PAH is a rare, chronic and progressive lung disease, often difficult to diagnose. PAH affects up to 15 percent of those with CTD and is the leading cause of mortality among them. SSc, or scleroderma, is a chronic connective tissue disease generally classified as one of the autoimmune rheumatic diseases. Both are complicated conditions.
“These recommendations are the first to provide such specific guidelines that are evidence-driven and consensus-based,” says co-principal investigator, Dinesh Khanna, M.D., M.S., the Marvin and Betty Danto Research Professor of Internal Medicine and director of the U-M Scleroderma Program. “Earlier recommendations that were developed as part of larger efforts in PAH did not provide detailed recommendations for patients with CTD-PAH. Hence, our efforts to develop these recommendations for screening and early detection of CTD-associated PAH.”

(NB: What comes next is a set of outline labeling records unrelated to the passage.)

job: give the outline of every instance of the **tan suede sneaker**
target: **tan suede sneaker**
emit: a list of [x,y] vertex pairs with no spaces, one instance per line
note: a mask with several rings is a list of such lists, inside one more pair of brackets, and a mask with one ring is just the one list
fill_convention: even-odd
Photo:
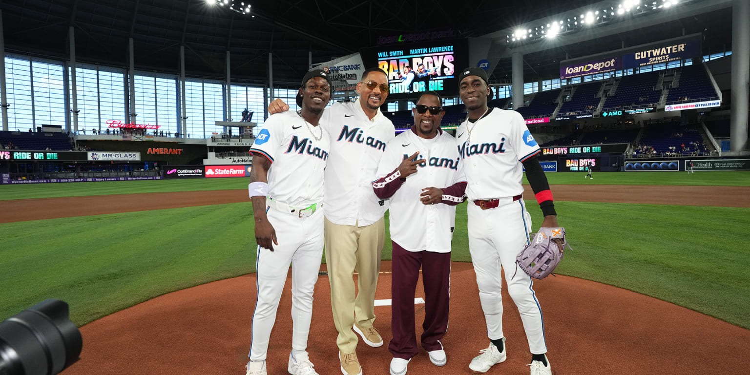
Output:
[[366,329],[360,329],[356,324],[354,325],[354,332],[357,332],[362,338],[362,340],[364,344],[376,348],[378,346],[382,346],[382,338],[380,337],[380,334],[377,333],[377,330],[374,327],[368,328]]
[[338,352],[338,360],[341,362],[341,373],[345,375],[362,375],[362,368],[359,366],[357,353]]

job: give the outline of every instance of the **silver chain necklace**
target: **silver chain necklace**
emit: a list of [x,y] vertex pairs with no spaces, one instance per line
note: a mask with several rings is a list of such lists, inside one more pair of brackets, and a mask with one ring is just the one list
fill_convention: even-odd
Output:
[[466,124],[466,132],[469,133],[469,136],[466,136],[466,144],[471,144],[471,130],[473,130],[474,128],[476,128],[476,124],[479,122],[479,120],[481,120],[482,117],[484,117],[484,115],[486,115],[487,112],[489,112],[489,110],[490,110],[490,107],[488,106],[487,110],[484,110],[484,112],[482,113],[482,116],[479,116],[479,118],[477,118],[476,121],[474,122],[473,124],[472,124],[474,126],[472,126],[471,128],[469,128],[469,124],[471,124],[471,122],[469,121],[469,115],[466,115],[466,122],[467,122],[467,124]]
[[[310,122],[308,122],[308,120],[305,120],[304,118],[302,117],[302,110],[299,110],[297,111],[297,115],[298,115],[299,118],[302,118],[302,121],[304,122],[304,124],[308,126],[308,131],[310,132],[310,135],[313,136],[313,138],[314,138],[315,140],[319,141],[319,140],[322,140],[323,138],[323,129],[322,129],[322,128],[320,128],[320,136],[318,136],[315,135],[314,133],[313,133],[313,129],[310,128],[310,126],[312,126],[312,125],[310,124]],[[320,127],[318,126],[317,128],[320,128]]]

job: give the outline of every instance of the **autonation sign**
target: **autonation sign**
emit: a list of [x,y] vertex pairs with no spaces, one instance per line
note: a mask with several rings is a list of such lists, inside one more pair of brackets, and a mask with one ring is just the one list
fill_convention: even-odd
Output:
[[595,60],[573,65],[560,67],[560,78],[575,78],[597,73],[606,73],[622,69],[622,60],[620,56]]

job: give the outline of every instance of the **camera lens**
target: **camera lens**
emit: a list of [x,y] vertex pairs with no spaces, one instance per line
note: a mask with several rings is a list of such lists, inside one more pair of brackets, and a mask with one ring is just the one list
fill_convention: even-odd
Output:
[[48,299],[0,322],[0,375],[48,375],[78,360],[82,340],[68,304]]

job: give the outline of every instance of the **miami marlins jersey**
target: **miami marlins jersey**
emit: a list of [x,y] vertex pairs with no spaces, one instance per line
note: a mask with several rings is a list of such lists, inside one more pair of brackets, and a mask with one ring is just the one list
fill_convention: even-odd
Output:
[[[388,144],[377,170],[376,189],[384,188],[391,178],[388,175],[398,167],[404,159],[419,152],[418,159],[424,163],[417,166],[417,172],[410,175],[390,200],[391,238],[409,251],[448,253],[455,226],[456,207],[439,203],[424,205],[420,194],[425,188],[444,188],[456,182],[466,181],[459,168],[460,158],[456,140],[442,130],[431,140],[420,138],[411,130],[396,136]],[[386,177],[385,180],[380,178]],[[443,201],[458,203],[461,196],[443,194]]]
[[464,120],[456,134],[470,200],[506,198],[524,192],[521,163],[540,149],[520,113],[492,108],[476,122]]
[[358,101],[335,103],[321,122],[331,136],[326,169],[326,218],[340,225],[372,224],[387,202],[373,192],[373,180],[386,145],[395,136],[393,123],[380,112],[370,120]]
[[331,138],[320,125],[312,126],[296,112],[278,113],[266,120],[250,152],[272,163],[269,197],[297,207],[323,201],[323,170]]

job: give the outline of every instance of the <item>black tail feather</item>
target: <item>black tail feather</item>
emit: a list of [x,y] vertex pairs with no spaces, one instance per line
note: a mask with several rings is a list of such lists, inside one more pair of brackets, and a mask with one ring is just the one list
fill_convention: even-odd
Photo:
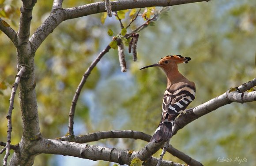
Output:
[[158,127],[154,133],[150,142],[159,142],[162,140],[166,141],[169,139],[172,133],[173,122],[160,122]]

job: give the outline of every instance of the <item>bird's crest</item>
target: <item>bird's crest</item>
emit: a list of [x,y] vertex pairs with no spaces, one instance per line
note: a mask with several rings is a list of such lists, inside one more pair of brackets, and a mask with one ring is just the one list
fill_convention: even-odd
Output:
[[159,61],[159,64],[164,63],[166,60],[173,61],[177,63],[188,63],[189,61],[191,59],[189,57],[185,57],[180,55],[168,55],[164,58],[161,58]]

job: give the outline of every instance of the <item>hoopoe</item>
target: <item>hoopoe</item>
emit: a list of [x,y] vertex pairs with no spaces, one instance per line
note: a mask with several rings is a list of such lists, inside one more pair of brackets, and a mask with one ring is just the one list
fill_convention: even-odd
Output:
[[187,63],[190,59],[190,58],[180,55],[169,55],[161,58],[157,63],[140,69],[159,66],[167,77],[167,87],[163,99],[162,118],[151,142],[166,141],[169,139],[175,118],[195,99],[195,83],[188,81],[178,70],[178,64]]

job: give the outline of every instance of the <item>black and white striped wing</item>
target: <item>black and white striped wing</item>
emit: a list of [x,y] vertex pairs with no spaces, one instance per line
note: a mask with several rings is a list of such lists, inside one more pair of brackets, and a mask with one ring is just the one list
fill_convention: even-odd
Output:
[[169,139],[174,119],[195,99],[196,89],[188,86],[174,92],[167,89],[163,100],[162,119],[151,141],[157,142]]

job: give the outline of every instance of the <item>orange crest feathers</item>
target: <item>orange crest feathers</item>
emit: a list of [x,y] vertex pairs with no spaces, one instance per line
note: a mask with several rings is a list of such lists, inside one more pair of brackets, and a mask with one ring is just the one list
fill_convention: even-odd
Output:
[[168,55],[164,58],[161,58],[159,63],[164,63],[166,60],[173,61],[177,63],[188,63],[189,61],[191,59],[189,57],[185,57],[180,55]]

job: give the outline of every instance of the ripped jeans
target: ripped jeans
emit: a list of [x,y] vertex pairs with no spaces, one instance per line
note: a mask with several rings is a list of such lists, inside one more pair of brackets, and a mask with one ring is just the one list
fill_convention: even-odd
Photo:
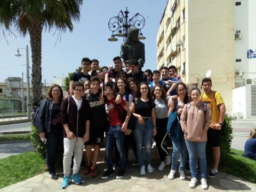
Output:
[[143,118],[144,124],[140,125],[136,119],[133,131],[137,148],[137,155],[140,166],[145,165],[143,156],[143,147],[145,150],[147,165],[151,163],[151,148],[153,137],[153,124],[151,118]]

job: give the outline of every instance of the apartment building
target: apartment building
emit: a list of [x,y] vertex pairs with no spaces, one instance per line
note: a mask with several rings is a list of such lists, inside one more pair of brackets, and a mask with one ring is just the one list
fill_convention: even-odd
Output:
[[227,111],[235,87],[234,10],[234,0],[169,0],[156,37],[157,69],[174,65],[187,85],[199,87],[211,71]]
[[235,76],[233,110],[238,117],[256,116],[256,1],[235,3]]

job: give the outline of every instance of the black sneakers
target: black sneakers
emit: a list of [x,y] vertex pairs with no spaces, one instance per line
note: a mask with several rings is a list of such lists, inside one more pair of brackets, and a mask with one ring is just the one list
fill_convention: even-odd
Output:
[[107,171],[106,171],[105,173],[104,173],[102,177],[101,177],[101,179],[107,179],[109,177],[109,176],[112,175],[113,174],[114,174],[114,170],[113,169],[109,170],[108,169]]
[[124,175],[126,174],[126,171],[125,169],[120,169],[119,170],[118,174],[117,174],[117,176],[116,176],[116,179],[122,179],[123,178]]

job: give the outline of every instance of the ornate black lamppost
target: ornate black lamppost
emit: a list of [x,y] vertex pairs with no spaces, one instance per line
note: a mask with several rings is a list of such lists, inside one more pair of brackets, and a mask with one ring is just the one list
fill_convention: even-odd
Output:
[[[124,13],[125,15],[124,15]],[[118,39],[115,37],[123,37],[124,42],[127,37],[128,31],[130,27],[135,27],[140,29],[139,34],[139,39],[145,39],[146,37],[143,37],[141,33],[141,29],[145,25],[145,18],[139,13],[136,13],[131,19],[128,20],[128,13],[129,12],[126,10],[123,12],[121,11],[117,16],[111,18],[108,21],[108,28],[112,31],[112,35],[110,38],[108,40],[109,41],[116,41]],[[117,31],[116,33],[114,33]]]

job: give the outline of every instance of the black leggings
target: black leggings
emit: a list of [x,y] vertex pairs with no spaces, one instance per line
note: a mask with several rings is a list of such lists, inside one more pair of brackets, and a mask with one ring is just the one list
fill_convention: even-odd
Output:
[[163,119],[156,118],[156,126],[158,127],[157,133],[155,135],[156,147],[158,152],[159,157],[161,161],[165,160],[165,156],[169,156],[169,151],[164,143],[164,141],[168,135],[167,131],[167,124],[168,118]]

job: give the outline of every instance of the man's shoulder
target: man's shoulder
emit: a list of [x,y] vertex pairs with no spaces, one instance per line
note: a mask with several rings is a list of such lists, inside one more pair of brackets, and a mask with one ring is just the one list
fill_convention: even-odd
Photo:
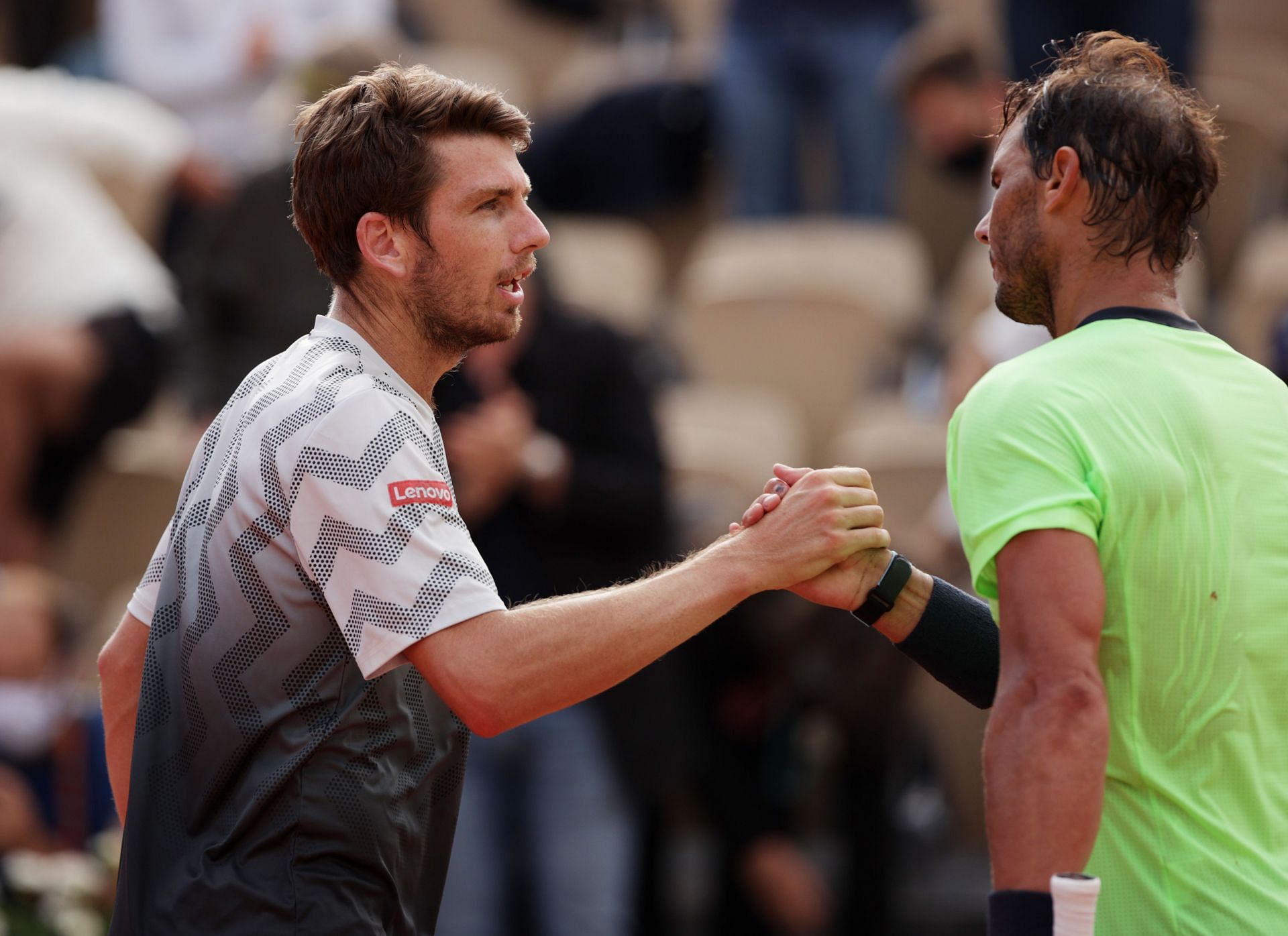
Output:
[[312,439],[358,439],[367,442],[393,424],[399,434],[437,436],[434,417],[377,375],[357,373],[335,388],[331,406],[314,421]]

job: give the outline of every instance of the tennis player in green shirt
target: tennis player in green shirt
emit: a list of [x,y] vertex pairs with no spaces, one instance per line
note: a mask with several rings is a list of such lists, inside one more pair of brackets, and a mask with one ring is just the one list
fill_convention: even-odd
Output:
[[[948,429],[998,627],[886,551],[796,590],[976,704],[996,675],[993,936],[1048,936],[1051,875],[1083,869],[1100,936],[1288,933],[1288,388],[1176,295],[1217,142],[1118,33],[1011,88],[975,236],[998,309],[1055,340],[993,368]],[[775,474],[743,525],[796,478]]]

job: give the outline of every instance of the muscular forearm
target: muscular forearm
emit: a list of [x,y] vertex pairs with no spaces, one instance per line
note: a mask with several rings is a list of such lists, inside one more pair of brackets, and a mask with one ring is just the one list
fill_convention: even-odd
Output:
[[725,546],[623,587],[483,615],[408,655],[474,731],[497,734],[621,682],[748,597]]
[[913,570],[876,628],[912,662],[976,708],[993,704],[999,635],[988,604]]
[[1100,828],[1109,709],[1094,669],[1002,688],[984,740],[993,887],[1048,890],[1081,872]]
[[98,658],[107,776],[122,825],[130,796],[134,722],[139,713],[139,688],[143,682],[146,649],[147,627],[126,614]]

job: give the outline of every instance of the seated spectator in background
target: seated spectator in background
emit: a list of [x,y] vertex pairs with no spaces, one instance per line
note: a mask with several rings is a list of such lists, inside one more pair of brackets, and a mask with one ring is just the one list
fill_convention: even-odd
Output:
[[0,68],[0,560],[30,561],[157,388],[178,300],[139,230],[193,164],[179,121],[102,81]]
[[895,122],[880,73],[912,18],[908,0],[733,0],[716,103],[735,215],[810,207],[799,158],[810,131],[833,145],[823,209],[887,212]]
[[108,73],[165,104],[196,148],[236,179],[287,156],[256,120],[273,79],[335,35],[393,28],[393,0],[102,0]]
[[[636,349],[545,282],[524,290],[519,337],[470,351],[434,390],[461,516],[510,604],[612,585],[667,555]],[[632,932],[643,801],[674,769],[668,672],[663,660],[470,742],[440,932]]]
[[909,668],[844,612],[792,610],[744,603],[676,651],[717,845],[708,917],[685,932],[891,932],[889,784]]
[[1179,75],[1193,75],[1197,0],[1006,0],[1002,5],[1010,37],[1011,77],[1018,81],[1045,72],[1054,58],[1047,44],[1079,32],[1115,30],[1158,46]]
[[0,568],[0,851],[82,848],[116,823],[103,722],[70,676],[54,579]]
[[971,33],[948,21],[929,21],[890,54],[887,81],[914,144],[944,171],[979,179],[997,147],[1003,77]]

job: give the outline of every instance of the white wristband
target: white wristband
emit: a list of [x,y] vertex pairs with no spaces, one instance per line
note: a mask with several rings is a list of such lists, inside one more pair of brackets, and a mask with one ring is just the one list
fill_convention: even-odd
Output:
[[1095,936],[1100,878],[1087,874],[1052,874],[1052,936]]

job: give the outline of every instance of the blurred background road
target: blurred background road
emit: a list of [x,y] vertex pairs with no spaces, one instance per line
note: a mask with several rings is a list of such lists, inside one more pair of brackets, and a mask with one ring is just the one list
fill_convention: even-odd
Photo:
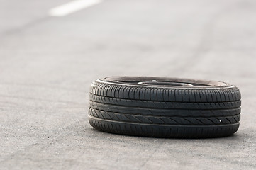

The article “Recommendations for Screening and Detection of Connective-Tissue Disease Associated Pulmonary Arterial Hypertension,” was the result of a literature review and consensus process by CTD and PAH experts from the United States, Canada and the European Union. The panel was convened by the Pulmonary Hypertension Association (PHA) and the Scleroderma Foundation, Inc.
The panel recommends the following initial screening evaluation of CTD patients:
• Pulmonary function test (PFT) including diffusion capacity carbon monoxide (DLCO)
• Transthoracic echocardiogram (TTE)
• N-terminal pro b-type natriuretic peptide (NT-Pro BNP)
The recommendations also called for annual TTE and PFT in SSc and spectrum disorders and for the full screening panel to be performed as soon as any new signs or symptoms are present.